Using generic constructor to read yaml file


I need to read a AWS cloudformation file in python using a package pyyaml. The issue seems to have been resolved using this code snippet.

def generic_constructor(loader, tag, node):
    classname = node.__class__.__name__
    if (classname == 'SequenceNode'):
        return loader.construct_sequence(node)
    elif (classname == 'MappingNode'):
        return loader.construct_mapping(node)
    else:
        return loader.construct_scalar(node)

yaml.add_multi_constructor('', generic_constructor)

How do I use this code to read a yaml file?

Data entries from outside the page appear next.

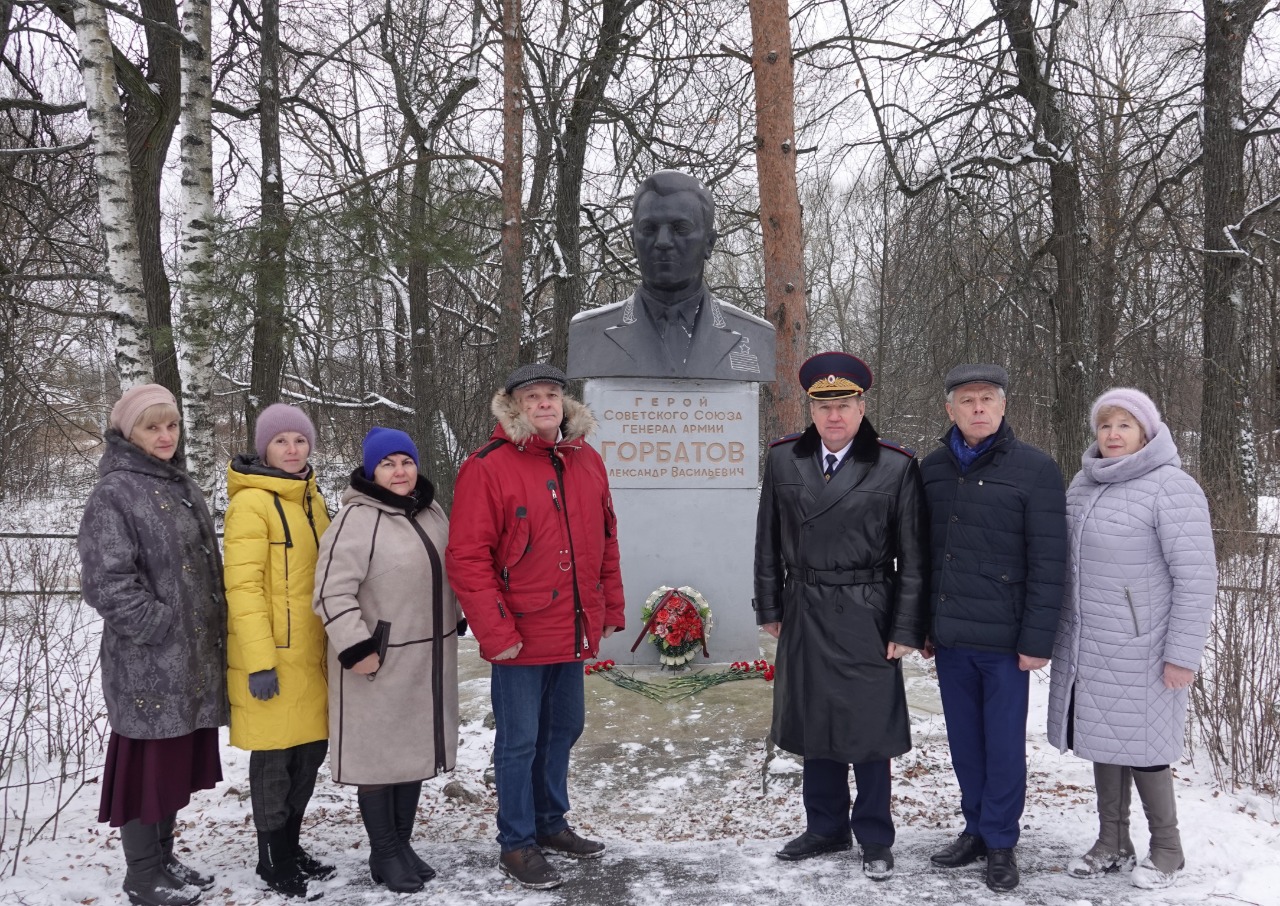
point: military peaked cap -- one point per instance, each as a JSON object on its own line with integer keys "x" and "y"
{"x": 835, "y": 375}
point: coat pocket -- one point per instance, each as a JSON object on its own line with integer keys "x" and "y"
{"x": 1133, "y": 612}
{"x": 517, "y": 545}
{"x": 1005, "y": 575}
{"x": 525, "y": 603}
{"x": 383, "y": 635}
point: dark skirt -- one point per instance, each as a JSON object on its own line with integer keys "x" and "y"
{"x": 150, "y": 779}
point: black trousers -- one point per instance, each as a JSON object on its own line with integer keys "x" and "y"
{"x": 280, "y": 782}
{"x": 827, "y": 806}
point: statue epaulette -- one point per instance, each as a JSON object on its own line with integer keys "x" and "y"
{"x": 896, "y": 448}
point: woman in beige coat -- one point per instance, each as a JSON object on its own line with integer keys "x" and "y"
{"x": 393, "y": 628}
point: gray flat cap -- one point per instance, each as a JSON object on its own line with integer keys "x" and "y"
{"x": 535, "y": 374}
{"x": 976, "y": 374}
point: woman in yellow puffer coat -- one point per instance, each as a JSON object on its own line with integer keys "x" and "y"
{"x": 275, "y": 644}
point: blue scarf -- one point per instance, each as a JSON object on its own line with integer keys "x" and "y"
{"x": 965, "y": 454}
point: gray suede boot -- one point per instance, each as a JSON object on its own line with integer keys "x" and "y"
{"x": 146, "y": 882}
{"x": 1114, "y": 850}
{"x": 1165, "y": 860}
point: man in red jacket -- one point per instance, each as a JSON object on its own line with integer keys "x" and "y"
{"x": 533, "y": 557}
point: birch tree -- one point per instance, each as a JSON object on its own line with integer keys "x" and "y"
{"x": 1226, "y": 442}
{"x": 511, "y": 291}
{"x": 126, "y": 293}
{"x": 196, "y": 325}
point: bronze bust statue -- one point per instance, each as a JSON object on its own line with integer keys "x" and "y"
{"x": 671, "y": 326}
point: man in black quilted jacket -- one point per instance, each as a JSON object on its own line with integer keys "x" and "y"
{"x": 997, "y": 538}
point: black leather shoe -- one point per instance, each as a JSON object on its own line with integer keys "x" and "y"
{"x": 809, "y": 845}
{"x": 964, "y": 850}
{"x": 877, "y": 861}
{"x": 1001, "y": 870}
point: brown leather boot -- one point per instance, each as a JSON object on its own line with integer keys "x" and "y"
{"x": 530, "y": 869}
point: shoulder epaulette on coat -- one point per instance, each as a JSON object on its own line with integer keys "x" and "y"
{"x": 488, "y": 448}
{"x": 896, "y": 448}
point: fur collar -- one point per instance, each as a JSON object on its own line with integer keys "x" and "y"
{"x": 579, "y": 422}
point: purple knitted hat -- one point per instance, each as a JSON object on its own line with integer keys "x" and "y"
{"x": 1132, "y": 401}
{"x": 278, "y": 419}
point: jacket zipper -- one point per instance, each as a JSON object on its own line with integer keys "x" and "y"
{"x": 288, "y": 547}
{"x": 437, "y": 644}
{"x": 580, "y": 641}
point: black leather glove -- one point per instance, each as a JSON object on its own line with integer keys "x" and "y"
{"x": 264, "y": 685}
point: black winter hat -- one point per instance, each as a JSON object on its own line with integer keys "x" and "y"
{"x": 535, "y": 374}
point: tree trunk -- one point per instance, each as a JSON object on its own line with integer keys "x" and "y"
{"x": 426, "y": 429}
{"x": 270, "y": 326}
{"x": 196, "y": 248}
{"x": 1225, "y": 439}
{"x": 126, "y": 294}
{"x": 151, "y": 118}
{"x": 568, "y": 179}
{"x": 511, "y": 291}
{"x": 780, "y": 211}
{"x": 1073, "y": 380}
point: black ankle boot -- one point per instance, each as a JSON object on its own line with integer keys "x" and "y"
{"x": 406, "y": 796}
{"x": 307, "y": 864}
{"x": 277, "y": 864}
{"x": 388, "y": 864}
{"x": 146, "y": 883}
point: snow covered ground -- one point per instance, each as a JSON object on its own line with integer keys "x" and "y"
{"x": 679, "y": 791}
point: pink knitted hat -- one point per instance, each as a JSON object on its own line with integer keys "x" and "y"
{"x": 136, "y": 401}
{"x": 278, "y": 419}
{"x": 1132, "y": 401}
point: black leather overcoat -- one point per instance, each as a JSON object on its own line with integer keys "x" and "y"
{"x": 844, "y": 567}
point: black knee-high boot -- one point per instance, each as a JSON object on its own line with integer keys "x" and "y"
{"x": 307, "y": 864}
{"x": 183, "y": 873}
{"x": 388, "y": 863}
{"x": 406, "y": 811}
{"x": 277, "y": 864}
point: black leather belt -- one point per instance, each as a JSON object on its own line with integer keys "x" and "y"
{"x": 840, "y": 576}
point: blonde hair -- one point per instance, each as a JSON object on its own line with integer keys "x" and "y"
{"x": 154, "y": 415}
{"x": 1109, "y": 411}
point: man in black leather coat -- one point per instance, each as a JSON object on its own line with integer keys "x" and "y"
{"x": 841, "y": 564}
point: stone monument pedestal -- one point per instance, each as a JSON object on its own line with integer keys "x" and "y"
{"x": 682, "y": 460}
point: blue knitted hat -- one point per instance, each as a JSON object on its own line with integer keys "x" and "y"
{"x": 380, "y": 443}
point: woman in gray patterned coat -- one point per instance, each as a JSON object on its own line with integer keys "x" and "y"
{"x": 1132, "y": 631}
{"x": 150, "y": 567}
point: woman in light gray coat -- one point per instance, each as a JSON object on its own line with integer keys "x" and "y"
{"x": 393, "y": 628}
{"x": 150, "y": 567}
{"x": 1132, "y": 631}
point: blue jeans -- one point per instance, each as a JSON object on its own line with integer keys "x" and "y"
{"x": 539, "y": 713}
{"x": 984, "y": 703}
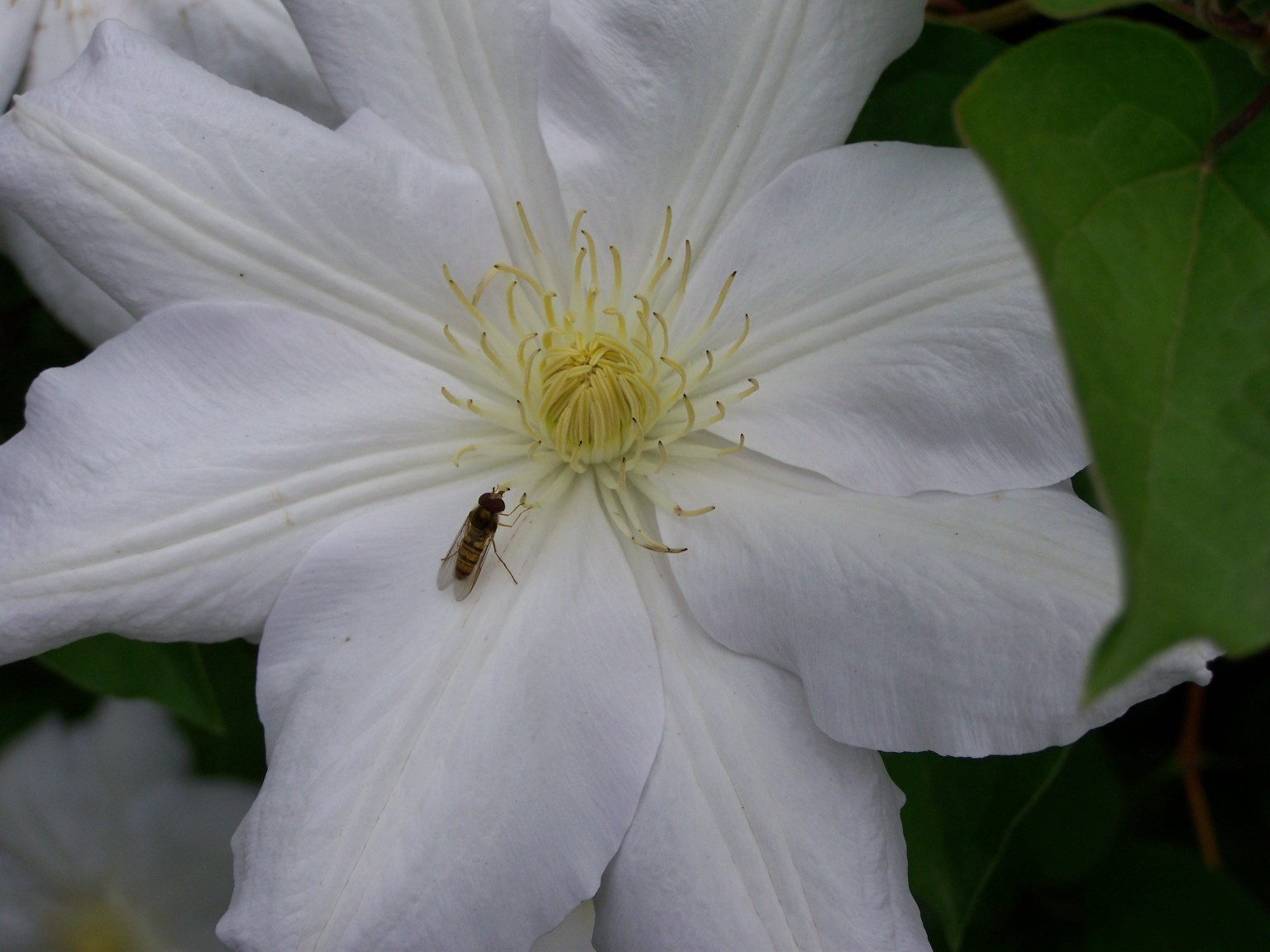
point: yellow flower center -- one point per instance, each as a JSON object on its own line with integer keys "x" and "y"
{"x": 596, "y": 395}
{"x": 98, "y": 924}
{"x": 596, "y": 380}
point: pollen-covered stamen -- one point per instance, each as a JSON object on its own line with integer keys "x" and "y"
{"x": 599, "y": 380}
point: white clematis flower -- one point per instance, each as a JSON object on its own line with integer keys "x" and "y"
{"x": 107, "y": 843}
{"x": 355, "y": 333}
{"x": 251, "y": 43}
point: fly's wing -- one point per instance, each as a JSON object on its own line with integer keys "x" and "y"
{"x": 446, "y": 573}
{"x": 464, "y": 587}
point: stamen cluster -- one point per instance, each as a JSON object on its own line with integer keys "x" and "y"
{"x": 596, "y": 380}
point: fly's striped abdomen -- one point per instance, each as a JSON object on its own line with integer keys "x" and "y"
{"x": 471, "y": 546}
{"x": 461, "y": 565}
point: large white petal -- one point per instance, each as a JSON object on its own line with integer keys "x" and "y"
{"x": 18, "y": 21}
{"x": 166, "y": 485}
{"x": 460, "y": 76}
{"x": 78, "y": 302}
{"x": 446, "y": 774}
{"x": 960, "y": 625}
{"x": 756, "y": 831}
{"x": 251, "y": 43}
{"x": 700, "y": 104}
{"x": 898, "y": 331}
{"x": 164, "y": 184}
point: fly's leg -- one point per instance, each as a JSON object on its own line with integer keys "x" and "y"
{"x": 494, "y": 546}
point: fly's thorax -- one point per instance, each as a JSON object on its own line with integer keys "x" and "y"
{"x": 596, "y": 380}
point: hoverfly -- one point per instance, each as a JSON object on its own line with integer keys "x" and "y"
{"x": 462, "y": 563}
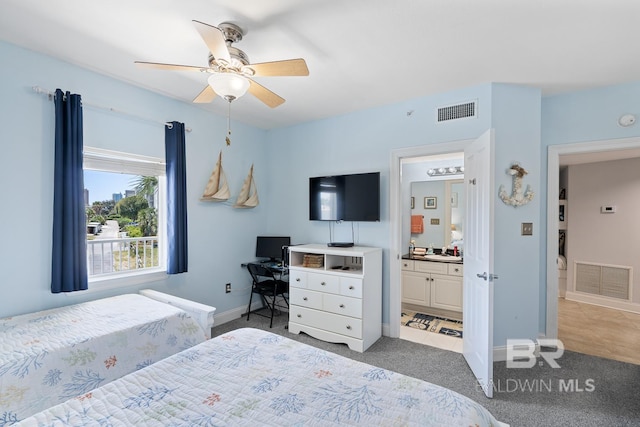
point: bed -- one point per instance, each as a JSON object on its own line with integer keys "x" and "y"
{"x": 253, "y": 377}
{"x": 50, "y": 356}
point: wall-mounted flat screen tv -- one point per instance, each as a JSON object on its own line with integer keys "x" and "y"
{"x": 354, "y": 197}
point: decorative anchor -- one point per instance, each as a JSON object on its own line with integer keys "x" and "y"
{"x": 517, "y": 198}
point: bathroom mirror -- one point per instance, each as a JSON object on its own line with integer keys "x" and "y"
{"x": 437, "y": 213}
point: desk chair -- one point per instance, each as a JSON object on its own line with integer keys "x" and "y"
{"x": 268, "y": 287}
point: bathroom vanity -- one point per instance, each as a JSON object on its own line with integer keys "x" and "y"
{"x": 432, "y": 284}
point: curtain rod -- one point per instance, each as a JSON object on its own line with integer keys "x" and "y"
{"x": 50, "y": 95}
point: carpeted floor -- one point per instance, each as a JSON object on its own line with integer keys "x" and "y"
{"x": 432, "y": 324}
{"x": 584, "y": 391}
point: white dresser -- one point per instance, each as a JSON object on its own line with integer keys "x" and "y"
{"x": 339, "y": 301}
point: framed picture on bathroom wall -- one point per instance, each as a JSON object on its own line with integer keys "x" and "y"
{"x": 430, "y": 202}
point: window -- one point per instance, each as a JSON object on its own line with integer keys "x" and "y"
{"x": 126, "y": 219}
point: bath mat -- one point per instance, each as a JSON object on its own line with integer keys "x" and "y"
{"x": 430, "y": 323}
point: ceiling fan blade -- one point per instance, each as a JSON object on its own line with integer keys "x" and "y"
{"x": 264, "y": 94}
{"x": 288, "y": 67}
{"x": 176, "y": 67}
{"x": 207, "y": 95}
{"x": 214, "y": 39}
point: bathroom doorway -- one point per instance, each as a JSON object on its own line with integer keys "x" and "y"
{"x": 417, "y": 157}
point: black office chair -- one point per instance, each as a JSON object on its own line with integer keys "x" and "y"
{"x": 268, "y": 287}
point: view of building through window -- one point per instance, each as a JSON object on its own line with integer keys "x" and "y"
{"x": 122, "y": 222}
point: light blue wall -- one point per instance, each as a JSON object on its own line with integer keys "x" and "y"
{"x": 516, "y": 120}
{"x": 353, "y": 143}
{"x": 220, "y": 237}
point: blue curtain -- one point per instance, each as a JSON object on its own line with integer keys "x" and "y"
{"x": 176, "y": 198}
{"x": 69, "y": 255}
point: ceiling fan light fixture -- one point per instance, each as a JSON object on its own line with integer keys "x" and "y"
{"x": 228, "y": 85}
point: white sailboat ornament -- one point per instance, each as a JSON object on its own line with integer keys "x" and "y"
{"x": 248, "y": 197}
{"x": 217, "y": 189}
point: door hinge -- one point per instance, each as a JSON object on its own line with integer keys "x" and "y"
{"x": 484, "y": 276}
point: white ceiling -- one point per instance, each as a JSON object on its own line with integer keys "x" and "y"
{"x": 360, "y": 53}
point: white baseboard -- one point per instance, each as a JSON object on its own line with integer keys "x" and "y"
{"x": 603, "y": 301}
{"x": 233, "y": 314}
{"x": 385, "y": 329}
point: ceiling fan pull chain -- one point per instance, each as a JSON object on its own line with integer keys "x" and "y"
{"x": 227, "y": 139}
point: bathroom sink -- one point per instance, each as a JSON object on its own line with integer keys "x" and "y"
{"x": 445, "y": 258}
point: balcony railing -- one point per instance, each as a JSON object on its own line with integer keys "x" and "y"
{"x": 108, "y": 256}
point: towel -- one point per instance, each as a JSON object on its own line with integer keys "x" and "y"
{"x": 417, "y": 226}
{"x": 562, "y": 262}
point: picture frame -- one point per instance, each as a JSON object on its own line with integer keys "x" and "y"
{"x": 430, "y": 202}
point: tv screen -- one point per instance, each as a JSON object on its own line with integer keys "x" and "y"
{"x": 271, "y": 247}
{"x": 354, "y": 197}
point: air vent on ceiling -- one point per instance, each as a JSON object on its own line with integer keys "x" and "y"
{"x": 458, "y": 111}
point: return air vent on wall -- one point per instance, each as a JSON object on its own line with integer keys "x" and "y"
{"x": 458, "y": 111}
{"x": 605, "y": 280}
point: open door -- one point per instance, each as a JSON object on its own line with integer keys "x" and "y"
{"x": 478, "y": 260}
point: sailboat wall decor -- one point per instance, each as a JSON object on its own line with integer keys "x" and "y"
{"x": 248, "y": 197}
{"x": 217, "y": 189}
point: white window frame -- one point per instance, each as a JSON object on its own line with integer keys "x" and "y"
{"x": 103, "y": 160}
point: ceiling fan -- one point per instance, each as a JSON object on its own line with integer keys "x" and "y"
{"x": 229, "y": 67}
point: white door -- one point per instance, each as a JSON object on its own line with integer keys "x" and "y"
{"x": 478, "y": 260}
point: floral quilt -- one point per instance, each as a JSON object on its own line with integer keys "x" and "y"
{"x": 50, "y": 356}
{"x": 250, "y": 377}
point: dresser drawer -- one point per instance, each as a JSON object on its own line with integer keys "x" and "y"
{"x": 305, "y": 298}
{"x": 297, "y": 279}
{"x": 351, "y": 287}
{"x": 431, "y": 267}
{"x": 335, "y": 323}
{"x": 342, "y": 305}
{"x": 407, "y": 264}
{"x": 455, "y": 269}
{"x": 323, "y": 283}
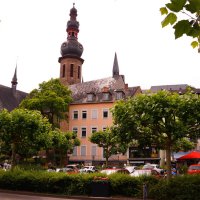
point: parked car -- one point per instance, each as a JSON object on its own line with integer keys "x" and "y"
{"x": 194, "y": 169}
{"x": 88, "y": 169}
{"x": 73, "y": 166}
{"x": 155, "y": 167}
{"x": 131, "y": 169}
{"x": 115, "y": 170}
{"x": 67, "y": 170}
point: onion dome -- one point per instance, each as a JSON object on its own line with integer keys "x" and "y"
{"x": 72, "y": 47}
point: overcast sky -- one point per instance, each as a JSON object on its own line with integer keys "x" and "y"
{"x": 31, "y": 32}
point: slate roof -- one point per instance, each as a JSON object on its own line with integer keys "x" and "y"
{"x": 10, "y": 98}
{"x": 96, "y": 87}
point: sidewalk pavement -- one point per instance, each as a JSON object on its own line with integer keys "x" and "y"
{"x": 69, "y": 197}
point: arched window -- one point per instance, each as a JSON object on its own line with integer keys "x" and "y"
{"x": 63, "y": 71}
{"x": 79, "y": 72}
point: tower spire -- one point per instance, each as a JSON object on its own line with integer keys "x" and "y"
{"x": 14, "y": 79}
{"x": 115, "y": 66}
{"x": 71, "y": 51}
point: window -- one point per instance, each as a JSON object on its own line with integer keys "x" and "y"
{"x": 74, "y": 151}
{"x": 94, "y": 129}
{"x": 75, "y": 114}
{"x": 79, "y": 72}
{"x": 75, "y": 130}
{"x": 105, "y": 113}
{"x": 71, "y": 70}
{"x": 94, "y": 114}
{"x": 119, "y": 95}
{"x": 90, "y": 97}
{"x": 94, "y": 151}
{"x": 83, "y": 132}
{"x": 106, "y": 96}
{"x": 63, "y": 72}
{"x": 84, "y": 114}
{"x": 83, "y": 150}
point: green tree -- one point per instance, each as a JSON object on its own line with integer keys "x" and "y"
{"x": 51, "y": 99}
{"x": 63, "y": 143}
{"x": 108, "y": 141}
{"x": 184, "y": 16}
{"x": 24, "y": 131}
{"x": 161, "y": 119}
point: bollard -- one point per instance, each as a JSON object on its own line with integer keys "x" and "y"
{"x": 144, "y": 191}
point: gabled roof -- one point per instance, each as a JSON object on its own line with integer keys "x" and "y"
{"x": 9, "y": 98}
{"x": 179, "y": 87}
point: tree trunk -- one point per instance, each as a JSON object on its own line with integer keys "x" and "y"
{"x": 106, "y": 161}
{"x": 13, "y": 157}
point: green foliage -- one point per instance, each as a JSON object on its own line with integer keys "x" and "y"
{"x": 74, "y": 184}
{"x": 175, "y": 5}
{"x": 108, "y": 141}
{"x": 178, "y": 188}
{"x": 63, "y": 142}
{"x": 51, "y": 99}
{"x": 190, "y": 25}
{"x": 170, "y": 19}
{"x": 161, "y": 119}
{"x": 182, "y": 27}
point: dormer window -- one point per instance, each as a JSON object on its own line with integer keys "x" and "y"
{"x": 106, "y": 96}
{"x": 90, "y": 97}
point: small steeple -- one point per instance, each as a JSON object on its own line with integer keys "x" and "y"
{"x": 14, "y": 80}
{"x": 115, "y": 66}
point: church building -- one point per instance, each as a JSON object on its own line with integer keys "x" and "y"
{"x": 10, "y": 97}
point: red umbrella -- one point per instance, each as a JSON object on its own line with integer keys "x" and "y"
{"x": 191, "y": 155}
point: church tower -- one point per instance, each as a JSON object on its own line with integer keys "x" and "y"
{"x": 71, "y": 51}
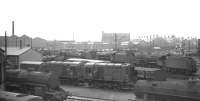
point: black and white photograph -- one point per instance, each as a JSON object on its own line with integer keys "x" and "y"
{"x": 99, "y": 50}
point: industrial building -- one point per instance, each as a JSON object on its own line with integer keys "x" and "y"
{"x": 15, "y": 55}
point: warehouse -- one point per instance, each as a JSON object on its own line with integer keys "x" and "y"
{"x": 15, "y": 55}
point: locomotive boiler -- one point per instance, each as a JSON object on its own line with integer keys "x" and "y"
{"x": 41, "y": 84}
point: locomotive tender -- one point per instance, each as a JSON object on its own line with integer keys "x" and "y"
{"x": 36, "y": 83}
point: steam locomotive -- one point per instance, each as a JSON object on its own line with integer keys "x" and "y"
{"x": 98, "y": 74}
{"x": 41, "y": 84}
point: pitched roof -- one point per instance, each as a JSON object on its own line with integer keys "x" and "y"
{"x": 16, "y": 50}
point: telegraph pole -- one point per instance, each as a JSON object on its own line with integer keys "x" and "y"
{"x": 115, "y": 41}
{"x": 4, "y": 64}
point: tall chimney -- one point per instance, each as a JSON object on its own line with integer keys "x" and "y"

https://github.com/yaml/pyyaml/issues/169

The issue has been closed on github and it means this code must be working correctly to read the yaml file linked by the reporter of the issue.


The answer is correct. In short, the code that works looks like this...

import yaml

def generic_constructor(loader, tag, node):
    classname = node.__class__.__name__
    if classname == "SequenceNode":
        return loader.construct_sequence(node)
    elif classname == "MappingNode":
        return loader.construct_mapping(node)
    else:
        return loader.construct_scalar(node)

yaml.add_multi_constructor("", generic_constructor, Loader=yaml.SafeLoader)

with open("mytest.yaml") as f:
    data = yaml.safe_load(f)

Solution

  • The general idea is that your code import PyYAML using:

    import yaml
    

    and after that you invoke the snippet, which modifies the default loader. Since the default loader that PyYAML uses has changed since that issue was closed, you are better off specifying e.g. the SafeLoader explicitly:

    yaml.add_multi_constructor('', generic_constructor, Loader=SafeLoader)
    

    and then use data = yaml.safe_load(open_file_or_string) to load the data.

    It is probably easier to use ruamel.yaml (disclaimer: I am the author of that package), which by default can handle special tags (including those of AWS), although you should specify the ten years outdated YAML 1.1 version (which is what AWS expects and the only thing PyYAML supports).

    from ruamel.yaml import YAML
    
    yaml = YAML()
    yaml.version = (1, 1)
    data = yaml.load(x)
    

    where x can be a pathlib.Path() instance, an opened file or a string.